You didn't indicate who is refraining from drinking. Also, -ing verbs have a different ending, so this should be translated as simple present tense: drink (bebo, bebes, bebe, bebemos, beben).
Help with "al" verses "el". When do you know when to use "al almuerzo" and "el almuerzo" like this time it was "no bebemos durante el almuerzo" but in another sentence it was "ella va al almuerzo"
"Al" is the contraction of "a+el". You must use always the contraction, it is not correct to use "a el". except if "el" is part of the name, for example there is a town in Spain called "El Ejido","El" is part of the name, that is the only case that contraction is not used
- I go to El Ejido: Voy a El Ejido
- I go to the country: Voy al campo
Pronoum "él" can't be contracted at all, only the article "el" can.
how come when i answered 'lunch' in 'almuerzo' it was considered wrong and the right answer is 'meal', and when i answered 'meal' it was considered wrong and lunch is the right answer. How come?
I am so confused. My answer was "we do not drink during lunch." It marks me wrong and says, "the correct answer is we do not drink during lunch" what did i do wrong
I don't know what you did wrong. The answer you wrote is the answer I see above.
WHY does her voice sound like "Veve" instead of "Bebe"...???? Even the V in spanish sounds like B
Both B and V have the same sound, but the sound depends on accent. In some accents, it's like B, in others it's like V, but made with both lips. Sometimes, this V-sound is almost unaudible for the beginners.
For more details, see http://en.wikipedia.org/wiki/Spanish_phonology and http://www.uiowa.edu/~acadtech/phonetics/spanish/spanish.html .
Because when you say it like that it sounds like a command, which is conjugated different in Spanish. The command form of "beber" for 'we' is "bebamos". http://www.studyspanish.com/lessons/noscomm.htm When it's in the present tense "bebemos" like it is above, it's just a general statement that's being made (We don't drink during lunch), it's not telling someone not to drink during lunch.
How is "Do not drink during lunch" wrong? How do you know when to add words that aren't there?
It's wrong because you forgot to include the "we". no bebemos durante el almuerzo=we do not drink during lunch. If you leave the "we" off, then it sounds like a command, which you would have to translate differently in Spanish.
Thanks for the reply, but how are you supposed to know when to add words like that. It seems that Duo does that quite a bit
You mean the subject pronoun? (I, you, we, he, she, they). We can tell because the verb changes for every subject in Spanish. In English, we always state the subject because you can't tell based solely on the verb. For example if I just say "ate" you wouldn't know who ate unless you said I/he/she/we/they ate.
In Spanish though, the ending of the verb can tell you who the verb is referring to:
bebE=he/she/you (formal) drink
In this case, the subject being referred to is "we", which in the Spanish present tense ends in "-mos" (more specifically, -amos/-emos/-imos).
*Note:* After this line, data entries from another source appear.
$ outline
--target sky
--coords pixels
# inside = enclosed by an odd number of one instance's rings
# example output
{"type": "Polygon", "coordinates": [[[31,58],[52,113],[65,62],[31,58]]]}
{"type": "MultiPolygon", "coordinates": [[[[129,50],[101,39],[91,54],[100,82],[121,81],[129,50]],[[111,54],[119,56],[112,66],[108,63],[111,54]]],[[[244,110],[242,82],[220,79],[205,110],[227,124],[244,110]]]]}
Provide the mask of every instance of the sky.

Looking at the verb you see that it is "bebemos", it ends in -emos, so we know that the verb is referring to "we (nosotros)", therefore "bebemos"=we drink. You could say "nosotros bebemos" which would literally translate to "we drink", but you don't need the "nosotros" because you can tell by looking at the verb's ending (-emos).
These links should help you with Spanish conjugations, look for the pattern, it helps you tell who the verb is referring to.
So how do you know when to say the lunch vs lunch? Like, how do you know when el/la is supposed to be "the"?
el almuerzo is THE LUNCH You are being picky, almost spiteful, in order to find problems with the student's answers. More of these, and I will forget about using DuoLingo.